Horses and other animals will always insure that you don't have a whole bunch of spare change laying around. It's a choice we make when we get involved with a luxury hobby when we don't really have the income to support the hobby.

And ditto the black balling of certain vets & farriers. My current trainer knows that a certain farrier is NEVER to touch my mare under any circumstances EVER. There was a Resident at OSU who also got black balled by me and ended up leaving the program because I went out of my way to make things too hot for her comfort after she pulled an unforgivable stunt.


----------



## thecolorcoal (Jan 28, 2015)

@Dreamcatcher Arabians THANK YOU DREAMY! This post is excellent. Thank you for making me feel better.
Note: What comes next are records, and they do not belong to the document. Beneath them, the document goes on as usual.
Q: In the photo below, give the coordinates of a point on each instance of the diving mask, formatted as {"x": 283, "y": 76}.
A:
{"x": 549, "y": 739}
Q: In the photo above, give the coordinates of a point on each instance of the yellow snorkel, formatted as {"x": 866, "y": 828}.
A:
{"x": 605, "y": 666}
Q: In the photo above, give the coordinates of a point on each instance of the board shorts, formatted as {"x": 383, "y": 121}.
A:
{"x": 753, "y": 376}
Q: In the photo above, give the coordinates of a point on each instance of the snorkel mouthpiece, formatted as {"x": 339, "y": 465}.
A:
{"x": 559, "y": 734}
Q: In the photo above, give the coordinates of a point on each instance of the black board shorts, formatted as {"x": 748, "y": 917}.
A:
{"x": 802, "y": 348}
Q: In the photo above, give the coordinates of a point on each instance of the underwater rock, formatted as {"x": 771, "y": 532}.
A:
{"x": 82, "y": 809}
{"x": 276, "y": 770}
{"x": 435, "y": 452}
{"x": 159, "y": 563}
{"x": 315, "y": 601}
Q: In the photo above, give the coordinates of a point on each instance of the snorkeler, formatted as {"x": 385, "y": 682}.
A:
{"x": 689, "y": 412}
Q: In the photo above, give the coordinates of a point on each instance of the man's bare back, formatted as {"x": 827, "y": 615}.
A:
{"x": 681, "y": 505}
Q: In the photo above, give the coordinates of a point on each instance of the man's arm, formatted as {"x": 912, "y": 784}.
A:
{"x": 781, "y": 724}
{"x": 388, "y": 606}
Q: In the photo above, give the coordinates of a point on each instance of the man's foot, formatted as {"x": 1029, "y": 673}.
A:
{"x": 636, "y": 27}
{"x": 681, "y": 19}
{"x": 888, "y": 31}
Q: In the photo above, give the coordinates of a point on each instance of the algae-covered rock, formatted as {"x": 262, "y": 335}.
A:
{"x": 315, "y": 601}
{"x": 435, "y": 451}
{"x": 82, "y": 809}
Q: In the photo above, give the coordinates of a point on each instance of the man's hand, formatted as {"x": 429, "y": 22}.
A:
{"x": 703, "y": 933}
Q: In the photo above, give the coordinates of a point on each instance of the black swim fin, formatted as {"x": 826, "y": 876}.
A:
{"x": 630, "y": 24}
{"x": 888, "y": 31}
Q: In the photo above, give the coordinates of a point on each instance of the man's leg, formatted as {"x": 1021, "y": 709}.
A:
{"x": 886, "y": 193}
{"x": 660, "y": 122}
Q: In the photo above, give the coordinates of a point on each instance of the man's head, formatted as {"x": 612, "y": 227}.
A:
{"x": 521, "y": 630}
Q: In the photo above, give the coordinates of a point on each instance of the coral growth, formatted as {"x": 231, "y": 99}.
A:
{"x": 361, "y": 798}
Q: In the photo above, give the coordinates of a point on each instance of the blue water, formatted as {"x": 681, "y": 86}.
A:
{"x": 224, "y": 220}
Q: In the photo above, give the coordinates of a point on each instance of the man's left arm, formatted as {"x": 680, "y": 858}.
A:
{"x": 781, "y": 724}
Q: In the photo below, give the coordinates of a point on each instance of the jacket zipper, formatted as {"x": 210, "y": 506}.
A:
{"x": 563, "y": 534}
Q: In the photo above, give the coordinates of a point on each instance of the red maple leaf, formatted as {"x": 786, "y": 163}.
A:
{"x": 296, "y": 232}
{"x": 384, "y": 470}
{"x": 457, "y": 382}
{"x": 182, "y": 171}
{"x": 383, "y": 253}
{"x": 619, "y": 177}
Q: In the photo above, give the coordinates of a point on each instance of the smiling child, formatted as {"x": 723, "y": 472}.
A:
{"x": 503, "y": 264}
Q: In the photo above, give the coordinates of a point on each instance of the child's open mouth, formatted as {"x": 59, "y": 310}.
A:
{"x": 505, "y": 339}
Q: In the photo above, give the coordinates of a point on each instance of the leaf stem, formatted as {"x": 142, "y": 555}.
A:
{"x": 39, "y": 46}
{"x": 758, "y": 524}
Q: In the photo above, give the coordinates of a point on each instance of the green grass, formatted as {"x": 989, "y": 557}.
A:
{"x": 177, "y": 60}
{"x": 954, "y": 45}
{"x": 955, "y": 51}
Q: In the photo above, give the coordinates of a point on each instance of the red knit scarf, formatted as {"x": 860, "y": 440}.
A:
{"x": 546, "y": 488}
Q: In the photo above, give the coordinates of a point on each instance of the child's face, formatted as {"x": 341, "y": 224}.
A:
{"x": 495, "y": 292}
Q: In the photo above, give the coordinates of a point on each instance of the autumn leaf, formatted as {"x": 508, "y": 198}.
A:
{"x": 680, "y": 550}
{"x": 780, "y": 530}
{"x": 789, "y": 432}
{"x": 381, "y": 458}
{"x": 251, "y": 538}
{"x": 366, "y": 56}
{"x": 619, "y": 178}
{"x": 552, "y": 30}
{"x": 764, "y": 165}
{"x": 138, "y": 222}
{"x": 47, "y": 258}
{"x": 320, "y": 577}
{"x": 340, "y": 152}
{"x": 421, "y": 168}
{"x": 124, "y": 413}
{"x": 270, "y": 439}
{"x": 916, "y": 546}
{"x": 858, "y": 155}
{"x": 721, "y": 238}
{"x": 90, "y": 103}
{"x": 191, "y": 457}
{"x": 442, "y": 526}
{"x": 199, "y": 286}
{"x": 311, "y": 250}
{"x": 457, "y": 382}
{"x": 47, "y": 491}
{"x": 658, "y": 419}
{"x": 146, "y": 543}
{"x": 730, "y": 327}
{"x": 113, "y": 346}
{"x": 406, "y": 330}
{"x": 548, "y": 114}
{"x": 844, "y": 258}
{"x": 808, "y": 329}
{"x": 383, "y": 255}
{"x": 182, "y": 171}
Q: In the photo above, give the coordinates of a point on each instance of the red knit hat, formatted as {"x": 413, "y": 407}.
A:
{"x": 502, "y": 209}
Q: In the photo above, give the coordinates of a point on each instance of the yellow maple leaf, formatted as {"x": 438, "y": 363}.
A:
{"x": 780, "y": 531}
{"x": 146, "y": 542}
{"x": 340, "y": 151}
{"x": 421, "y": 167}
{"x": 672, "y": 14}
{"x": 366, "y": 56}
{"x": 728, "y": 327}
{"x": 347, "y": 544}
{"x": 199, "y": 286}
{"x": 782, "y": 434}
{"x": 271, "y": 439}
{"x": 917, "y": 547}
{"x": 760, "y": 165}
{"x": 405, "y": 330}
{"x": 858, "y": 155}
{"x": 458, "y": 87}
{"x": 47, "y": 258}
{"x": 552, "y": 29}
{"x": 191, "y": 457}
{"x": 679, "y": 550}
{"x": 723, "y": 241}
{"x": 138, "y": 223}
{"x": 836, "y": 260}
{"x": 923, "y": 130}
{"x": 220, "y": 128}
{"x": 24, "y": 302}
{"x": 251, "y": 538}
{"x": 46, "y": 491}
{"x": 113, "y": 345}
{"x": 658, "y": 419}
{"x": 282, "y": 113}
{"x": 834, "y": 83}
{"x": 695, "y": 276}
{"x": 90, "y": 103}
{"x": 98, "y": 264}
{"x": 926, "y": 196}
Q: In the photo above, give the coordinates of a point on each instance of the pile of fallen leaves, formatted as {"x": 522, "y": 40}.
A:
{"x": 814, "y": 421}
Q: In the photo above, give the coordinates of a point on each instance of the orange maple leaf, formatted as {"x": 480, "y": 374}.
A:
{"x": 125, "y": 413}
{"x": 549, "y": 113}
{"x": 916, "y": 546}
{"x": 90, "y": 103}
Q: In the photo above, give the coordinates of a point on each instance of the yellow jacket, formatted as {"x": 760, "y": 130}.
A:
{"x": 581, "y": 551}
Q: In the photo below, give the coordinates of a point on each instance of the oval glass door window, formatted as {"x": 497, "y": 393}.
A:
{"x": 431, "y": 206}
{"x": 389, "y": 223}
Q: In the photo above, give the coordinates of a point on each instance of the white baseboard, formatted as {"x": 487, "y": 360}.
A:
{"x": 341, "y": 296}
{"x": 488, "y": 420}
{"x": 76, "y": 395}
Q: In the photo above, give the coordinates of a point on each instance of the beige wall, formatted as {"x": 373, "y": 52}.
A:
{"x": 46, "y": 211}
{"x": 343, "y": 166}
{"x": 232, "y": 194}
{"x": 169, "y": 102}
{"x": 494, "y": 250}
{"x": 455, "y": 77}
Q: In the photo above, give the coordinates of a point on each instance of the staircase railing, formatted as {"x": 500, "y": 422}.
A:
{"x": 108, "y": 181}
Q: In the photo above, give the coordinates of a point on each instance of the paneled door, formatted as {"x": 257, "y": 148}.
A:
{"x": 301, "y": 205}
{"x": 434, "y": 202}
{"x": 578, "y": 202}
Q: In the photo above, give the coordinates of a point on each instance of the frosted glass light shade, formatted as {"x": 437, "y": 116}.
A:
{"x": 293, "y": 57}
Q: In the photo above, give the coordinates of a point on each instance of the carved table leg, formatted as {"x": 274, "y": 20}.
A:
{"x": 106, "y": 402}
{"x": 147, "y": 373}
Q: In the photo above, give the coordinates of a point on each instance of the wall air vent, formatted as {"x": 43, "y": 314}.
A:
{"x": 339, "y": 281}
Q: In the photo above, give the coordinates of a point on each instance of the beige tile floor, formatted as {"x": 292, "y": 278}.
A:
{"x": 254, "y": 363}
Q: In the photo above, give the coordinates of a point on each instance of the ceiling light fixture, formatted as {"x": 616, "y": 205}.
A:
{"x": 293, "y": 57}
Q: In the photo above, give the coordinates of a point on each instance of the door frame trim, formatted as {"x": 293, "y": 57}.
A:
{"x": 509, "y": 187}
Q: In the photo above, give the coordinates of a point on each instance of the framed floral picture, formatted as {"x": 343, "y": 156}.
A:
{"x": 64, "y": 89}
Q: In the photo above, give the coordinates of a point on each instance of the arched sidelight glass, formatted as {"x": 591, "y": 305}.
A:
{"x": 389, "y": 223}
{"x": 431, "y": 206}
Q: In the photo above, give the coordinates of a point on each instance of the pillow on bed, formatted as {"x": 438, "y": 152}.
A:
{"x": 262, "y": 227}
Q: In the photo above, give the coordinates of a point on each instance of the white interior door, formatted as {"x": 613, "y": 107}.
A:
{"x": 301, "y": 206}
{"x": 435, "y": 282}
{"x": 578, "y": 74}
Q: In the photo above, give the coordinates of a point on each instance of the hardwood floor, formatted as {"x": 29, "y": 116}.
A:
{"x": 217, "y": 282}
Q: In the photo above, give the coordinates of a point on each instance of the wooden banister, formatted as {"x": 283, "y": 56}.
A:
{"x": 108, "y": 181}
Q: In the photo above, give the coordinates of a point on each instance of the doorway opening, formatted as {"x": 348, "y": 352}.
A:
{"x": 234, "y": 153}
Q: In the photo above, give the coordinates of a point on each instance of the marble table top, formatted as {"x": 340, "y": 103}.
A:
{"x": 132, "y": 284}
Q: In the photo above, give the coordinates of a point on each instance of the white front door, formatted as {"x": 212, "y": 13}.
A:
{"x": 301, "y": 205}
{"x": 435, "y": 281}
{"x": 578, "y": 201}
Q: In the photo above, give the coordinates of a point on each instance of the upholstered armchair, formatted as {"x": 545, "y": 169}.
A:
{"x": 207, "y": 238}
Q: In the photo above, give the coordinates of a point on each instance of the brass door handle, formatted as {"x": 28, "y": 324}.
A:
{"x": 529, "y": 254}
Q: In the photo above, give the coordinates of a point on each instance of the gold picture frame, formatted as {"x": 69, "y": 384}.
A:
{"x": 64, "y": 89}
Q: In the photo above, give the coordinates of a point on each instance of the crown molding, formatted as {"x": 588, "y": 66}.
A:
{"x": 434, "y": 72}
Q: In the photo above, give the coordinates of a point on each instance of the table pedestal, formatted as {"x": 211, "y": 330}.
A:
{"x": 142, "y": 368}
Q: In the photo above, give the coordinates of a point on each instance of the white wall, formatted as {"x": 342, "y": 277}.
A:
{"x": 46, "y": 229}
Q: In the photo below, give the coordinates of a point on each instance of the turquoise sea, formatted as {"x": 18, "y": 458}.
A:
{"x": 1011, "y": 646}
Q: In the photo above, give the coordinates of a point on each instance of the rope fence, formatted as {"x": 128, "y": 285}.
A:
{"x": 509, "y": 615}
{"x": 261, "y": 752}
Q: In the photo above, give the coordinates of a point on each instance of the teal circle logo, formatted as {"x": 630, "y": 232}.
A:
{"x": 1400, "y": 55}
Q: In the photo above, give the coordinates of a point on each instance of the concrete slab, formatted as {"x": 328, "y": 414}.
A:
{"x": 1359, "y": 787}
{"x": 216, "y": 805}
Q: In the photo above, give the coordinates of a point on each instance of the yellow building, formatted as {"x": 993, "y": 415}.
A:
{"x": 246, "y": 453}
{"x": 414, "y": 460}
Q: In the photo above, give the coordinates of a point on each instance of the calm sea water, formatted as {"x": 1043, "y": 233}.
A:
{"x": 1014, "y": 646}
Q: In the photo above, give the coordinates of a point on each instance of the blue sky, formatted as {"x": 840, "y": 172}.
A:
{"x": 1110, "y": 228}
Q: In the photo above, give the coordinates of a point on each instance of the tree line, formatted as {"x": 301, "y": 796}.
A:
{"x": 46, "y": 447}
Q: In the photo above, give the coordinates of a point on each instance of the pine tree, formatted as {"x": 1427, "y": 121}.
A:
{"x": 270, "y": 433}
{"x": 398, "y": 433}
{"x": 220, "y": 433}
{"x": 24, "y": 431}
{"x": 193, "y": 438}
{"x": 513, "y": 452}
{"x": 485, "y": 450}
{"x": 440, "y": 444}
I agree. I'll need to make some financial cuts this month but I should be able to afford the x rays in full by the beginning of september. Thank you for all your well wishes and help. I am happy that everyone seems to be in agreement that the current xrays are **** (although we paid for them.... new owner mistake...)


----------



## thecolorcoal (Jan 28, 2015)

Dreamcatcher Arabians said:


> I haven't read all of the posts, so will probably repeat some stuff here.
> 
> First thing GET NEW XRAYS as soon as you possibly can. Start a savings fund and try to put $25/week in it until you have enough. I understand vet bills coming at inopportune times and having to bite bullets. The xrays you have are now 3 years old, you said 2015, it's 2018. They are totally irrelevant at this point and the quality is shockingly poor. I understand you have a new vet, that's good because the old one was worthless. You need to know what shape that leg is in NOW before you make any decisions. If the chips have fused and aren't in danger of breaking off, don't do the surgery. Anytime you have to be invasive you're setting yourself and the horse up for a potential disaster. If they're loose and floating around and possibly tearing up tissue, then by all means, take them out.
> 
> ...



my first vet would have never given us options. CT or euth. Scope or euth. Treat or euth. I think that was her master plan to get money...


----------



## Dreamcatcher Arabians (Nov 14, 2010)

thecolorcoal said:


> @Dreamcatcher Arabians THANK YOU DREAMY! This post is excellent. Thank you for making me feel better.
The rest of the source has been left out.